La ciudad del silencio

La cárcel funciona regida por leyes internas que los propios presos imponen, en este mundo lo mejor es estar callado, pasar desapercibido. Hay importantes jefes de cárteles de la droga, miembros de la guerrilla, asesinos, traficantes de droga, violadores o ladrones condenados por pequeños hurtos. El penal se divide en dos zonas: la norte y la sur. La primera está habitada por narcos, paramilitares e internos de cuidados especiales. La segunda por delincuentes comunes y violadores. Muchos de los presos son sindicados, personas detenidas que no han sido juzgadas aún. A veces estos juicios se alargan meses y estos hombres siguen presos a pesar de no haber cometido ningún delito.

En 2016 las autoridades colombianas descubrieron los restos de más de 100 personas que habían desaparecido en la cárcel durante el periodo más siniestro del penal, de 1999 a 2001. No solo había reclusos entre los muertos, también había familiares y otros visitantes. Esta situación ya era denunciada en 1999 por la periodista Jineth Bedoya, que hizo pública la violación de derechos humanos dentro de La Modelo. Un año más tarde, en la puerta de la cárcel donde iba a entrevistar a la fuente de una investigación, la periodista fue secuestrada y violada por tres hombres. Las cifras de desaparecidos crecen cada día.

CáRCEL MODELO DE BOGOTá, BOGOTá, COLOMBIA - 2013/08/09: Guardian of the prison La Modelo of Bogota, Colombia. Colombian General Attorney's Office is investigating more than 100 cases of alleged disappearances in La Modelo between 1999 and 2001. (Photo by César Mariño García/Pacific Press/LightRocket via Getty Images)
Foto de César Mariño García/ Getty Images

 

Las extorsiones son normales dentro de La Modelo.
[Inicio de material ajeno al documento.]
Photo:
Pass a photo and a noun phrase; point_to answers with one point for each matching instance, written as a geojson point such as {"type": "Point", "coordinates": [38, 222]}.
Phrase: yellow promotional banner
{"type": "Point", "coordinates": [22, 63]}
Por una parte están los caciques de los patios, que cobran a otros presos por ocupar un determinado espacios en la cárcel o usar alguno de los servicios de la misma, por otra parte, en el año 2004, se descubrió una trama en la que los guardias de la cárcel extorsionaban a los detenidos y a sus familias, les pedían dinero a cambio de no llevarles a otro patio donde podrían ser violados y golpeados o para evitar que los funcionarios hicieran anotaciones falsas en contra del reo. En 2016 se han vuelto a realizar detenciones a guardias del Inpec por este mismo motivo.